Expose remote_cid() and local_cid() on quinn::Connection

billylindeman commented 7 months ago

This adds some functions to expose the local/remote CID on a connection handle. This allows a server to extract CIDs that were generated by a quinn client with a custom ConnectionIdGenerator

Ralith commented 7 months ago

I'm hesitant to expose these, because they aren't generally useful to well-behaved applications. CIDs are transient and routinely change mid-connection, and especially a remote CID (i.e. the one used for outgoing packets) is not intended to be intelligible to the local endpoint, much less the local application.

djc commented 7 months ago

These are actually the handshake CIDs, so at least they don't change, right?

Ralith commented 7 months ago

In a literal sense, yeah, but they also don't have a predictable relationship to the CIDs of post-handshake packets, which makes their usefulness limited.

djc commented 7 months ago

@billylindeman so can you reiterate your use case/rationale for this? What problem does this end up solving that can't (easily) be solved another way, as suggested by @Ralith on Discord?

you should be storing data in/interrogating the local connection ID, because that is the only one that your load balancing infra logically controls, and the only one attached to every incoming packet.
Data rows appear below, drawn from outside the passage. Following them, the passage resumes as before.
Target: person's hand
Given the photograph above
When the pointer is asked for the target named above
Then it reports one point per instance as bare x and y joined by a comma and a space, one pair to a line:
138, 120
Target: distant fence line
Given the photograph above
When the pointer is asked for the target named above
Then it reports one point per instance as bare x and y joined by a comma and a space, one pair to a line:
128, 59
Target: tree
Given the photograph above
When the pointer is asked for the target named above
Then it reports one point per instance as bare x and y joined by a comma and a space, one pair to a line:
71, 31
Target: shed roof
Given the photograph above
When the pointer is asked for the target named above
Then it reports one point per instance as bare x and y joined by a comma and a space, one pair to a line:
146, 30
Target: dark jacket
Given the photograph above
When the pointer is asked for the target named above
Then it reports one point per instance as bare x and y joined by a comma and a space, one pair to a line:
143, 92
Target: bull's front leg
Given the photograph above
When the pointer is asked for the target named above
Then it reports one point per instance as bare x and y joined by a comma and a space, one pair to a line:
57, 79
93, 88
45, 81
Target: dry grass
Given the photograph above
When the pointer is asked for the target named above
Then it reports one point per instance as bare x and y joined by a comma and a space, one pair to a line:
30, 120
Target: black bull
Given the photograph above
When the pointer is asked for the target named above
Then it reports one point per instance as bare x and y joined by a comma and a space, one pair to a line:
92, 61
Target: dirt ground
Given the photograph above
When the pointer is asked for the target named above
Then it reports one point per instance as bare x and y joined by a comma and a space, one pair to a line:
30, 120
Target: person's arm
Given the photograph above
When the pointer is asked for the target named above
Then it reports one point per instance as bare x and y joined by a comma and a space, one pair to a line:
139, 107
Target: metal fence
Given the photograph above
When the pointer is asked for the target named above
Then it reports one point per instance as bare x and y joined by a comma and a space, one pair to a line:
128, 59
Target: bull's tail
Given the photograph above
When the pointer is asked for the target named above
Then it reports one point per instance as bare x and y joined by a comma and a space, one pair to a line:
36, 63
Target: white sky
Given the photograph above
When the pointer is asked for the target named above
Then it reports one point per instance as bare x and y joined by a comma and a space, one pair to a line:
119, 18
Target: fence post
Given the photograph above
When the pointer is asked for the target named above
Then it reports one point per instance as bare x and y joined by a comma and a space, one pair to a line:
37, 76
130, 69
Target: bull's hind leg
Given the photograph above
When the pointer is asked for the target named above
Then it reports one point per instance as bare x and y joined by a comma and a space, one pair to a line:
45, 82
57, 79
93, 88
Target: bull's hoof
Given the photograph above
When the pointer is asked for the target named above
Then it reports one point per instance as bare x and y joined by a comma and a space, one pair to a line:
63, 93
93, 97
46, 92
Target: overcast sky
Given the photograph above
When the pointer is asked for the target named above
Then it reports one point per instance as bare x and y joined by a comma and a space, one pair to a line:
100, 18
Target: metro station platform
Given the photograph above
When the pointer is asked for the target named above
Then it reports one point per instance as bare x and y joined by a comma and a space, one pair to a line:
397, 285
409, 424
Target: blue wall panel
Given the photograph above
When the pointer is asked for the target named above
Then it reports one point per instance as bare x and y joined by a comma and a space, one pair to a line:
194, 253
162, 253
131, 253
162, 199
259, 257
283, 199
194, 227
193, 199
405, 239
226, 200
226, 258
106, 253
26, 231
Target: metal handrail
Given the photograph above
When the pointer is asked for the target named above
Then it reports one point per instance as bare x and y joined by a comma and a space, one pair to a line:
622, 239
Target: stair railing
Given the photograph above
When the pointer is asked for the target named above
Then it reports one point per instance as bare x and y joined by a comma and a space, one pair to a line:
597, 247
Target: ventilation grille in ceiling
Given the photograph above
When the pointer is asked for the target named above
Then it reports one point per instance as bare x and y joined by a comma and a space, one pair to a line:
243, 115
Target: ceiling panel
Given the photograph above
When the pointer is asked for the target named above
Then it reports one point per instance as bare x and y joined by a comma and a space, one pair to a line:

The idea is that your load balancer decides where to route the connection, then encodes the CID and passes it to the peer to use on future packets.

We don't expose CIDs from the connection because they're not expected to be useful at that layer. If you want application layer state, you can just store that in memory without having to snuggle it through the CID. CID data is for when you need to communicate with your own stateless packet-layer infra. in short, if you have a Quinn Connection object, you're far past the point where CIDs solve a problem

billylindeman commented 7 months ago

In an application that chooses to encode some information into the connection id (such as using a quinn_proto::ConnectionIdGenerator), there is no corresponding way to retrieve that information in a server using quinn. I think it's odd to allow custom id generation in the client, but not allow exposing the ID in the server. My use case involves encoding correlation data for multiple quic connections in the client, so that they end up at the same server, and then in my server using that data to correlate the inbound connections to the same session.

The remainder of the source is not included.